01:31 PM EST, 02/20/2025 (MT Newswires) -- US equity indexes dropped with government bond yields and the dollar in midday trading Thursday as macroeconomic data, deteriorating geopolitical climes, and earnings weighed on risk sentiment.
The Nasdaq Composite and the S&P 500 each fell 0.8% to 19,906.2 and 6,096.4, respectively, while the Dow Jones Industrial Average was 1.4% lower at 44,000.1. Financials, consumer discretionary, and industrials led the decliners, with healthcare and energy among the trio of sectors in the green intraday.
In economic news, US initial jobless claims rose to 219,000 during the week ended Feb. 15 from an upwardly revised 214,000 prior week, the US Labor Department said Thursday. The expectations were for 215,000 in a survey compiled by Bloomberg.
Including continuing claims, the data are "consistent with a labor market that can withstand a Fed on hold as it assesses progress on inflation," Nancy Vanden Houten, Lead US Economist at Oxford Economics, said in a note.
Discussions with business contacts show possible tariffs and changes to immigration policy as sources of uncertainty that could shift inflation and employment, Atlanta Federal Reserve Bank President Raphael Bostic said in an essay published on the Atlanta Fed's website.
"In recent weeks, we've heard not only enthusiasm -- particularly from banks, about possible shifts in tax and regulatory policies -- but also widespread apprehension about future trade and immigration policy," Bostic wrote. "These crosscurrents inject still more complexity into policymaking.
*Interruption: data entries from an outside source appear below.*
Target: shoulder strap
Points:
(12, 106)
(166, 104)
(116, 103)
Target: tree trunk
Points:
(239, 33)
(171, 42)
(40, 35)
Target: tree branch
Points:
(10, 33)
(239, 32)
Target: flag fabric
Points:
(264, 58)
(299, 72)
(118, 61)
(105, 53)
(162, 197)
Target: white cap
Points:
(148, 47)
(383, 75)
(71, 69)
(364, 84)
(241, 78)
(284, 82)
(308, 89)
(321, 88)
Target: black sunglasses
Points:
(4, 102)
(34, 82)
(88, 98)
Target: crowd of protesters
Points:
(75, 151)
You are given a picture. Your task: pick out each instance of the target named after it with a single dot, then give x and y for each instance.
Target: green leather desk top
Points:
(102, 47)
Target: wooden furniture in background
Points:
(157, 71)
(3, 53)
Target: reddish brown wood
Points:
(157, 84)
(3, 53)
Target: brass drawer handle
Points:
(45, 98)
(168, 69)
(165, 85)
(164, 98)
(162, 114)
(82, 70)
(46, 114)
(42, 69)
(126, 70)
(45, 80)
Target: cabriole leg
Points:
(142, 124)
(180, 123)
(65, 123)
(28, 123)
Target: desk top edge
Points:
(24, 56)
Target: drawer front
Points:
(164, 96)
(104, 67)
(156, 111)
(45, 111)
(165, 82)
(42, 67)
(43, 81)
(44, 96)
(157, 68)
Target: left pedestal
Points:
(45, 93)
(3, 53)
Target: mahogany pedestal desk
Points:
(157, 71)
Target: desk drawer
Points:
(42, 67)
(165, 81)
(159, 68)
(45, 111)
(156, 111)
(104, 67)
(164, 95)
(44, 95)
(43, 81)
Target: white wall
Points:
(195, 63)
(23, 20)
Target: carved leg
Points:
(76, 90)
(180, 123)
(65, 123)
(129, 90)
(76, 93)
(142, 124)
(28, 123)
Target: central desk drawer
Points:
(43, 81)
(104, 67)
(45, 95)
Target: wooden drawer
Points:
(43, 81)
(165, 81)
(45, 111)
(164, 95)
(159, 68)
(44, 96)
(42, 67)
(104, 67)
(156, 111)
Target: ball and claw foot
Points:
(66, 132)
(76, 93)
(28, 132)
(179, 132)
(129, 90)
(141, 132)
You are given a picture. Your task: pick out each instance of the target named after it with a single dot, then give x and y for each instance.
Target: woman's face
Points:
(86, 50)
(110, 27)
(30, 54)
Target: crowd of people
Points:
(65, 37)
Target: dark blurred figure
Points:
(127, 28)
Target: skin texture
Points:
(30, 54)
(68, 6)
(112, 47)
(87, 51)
In a nutshell, contacts are concerned that tariffs could increase costs. Many feel confident that if that happens, then they can pass along higher costs in their prices."
Most US Treasury yields fell, with the 10-year down 2.8 basis points to 4.51% and the two-year less than one basis point lower at 4.27%.
Further, in economic news, the Conference Board's measure of leading indicators fell 0.3% in January, below expectations for a 0.1% decrease in a survey compiled by Bloomberg and following an upwardly revised 0.1% increase in December.
The Philadelphia Federal Reserve's monthly manufacturing index fell to 18.1 in February from 44.3 in January, compared with expectations for 14.3 in a survey compiled by Bloomberg.
A staggering collapse in American support for Ukraine in the past week has blindsided Europe's leaders and officials, CNN reported, adding that many still cannot understand the reason why President Donald Trump has turned so furiously on Ukraine's leader, Volodymyr Zelensky.
The dollar depreciated 1.3% against the Japanese yen to 149.5.
Gold futures advanced 0.7% to $2,957.10, and their silver counterparts jumped 1.4% to $33.52.
In company news, Walmart ( WMT ) slumped 6.5% intraday, the biggest laggard on the Dow, after the company released Q1 and fiscal 2026 adjusted-earnings guidance below the average analyst estimates compiled by FactSet.
EPAM Systems ( EPAM ) sank past 13% intraday, the worst performer on the S&P 500 after the company posted Q1 and 2025 non-GAAP EPS guidance that trailed FactSet analyst estimates.
Palantir Technologies (PLTR) dropped 8.5% intraday, among the steepest decliners on the S&P 500 and the Nasdaq, after closing 10% lower on Wednesday amid a report that the Pentagon intends to slash military spending.
West Texas Intermediate crude oil futures surged 0.9% to $72.89 a barrel.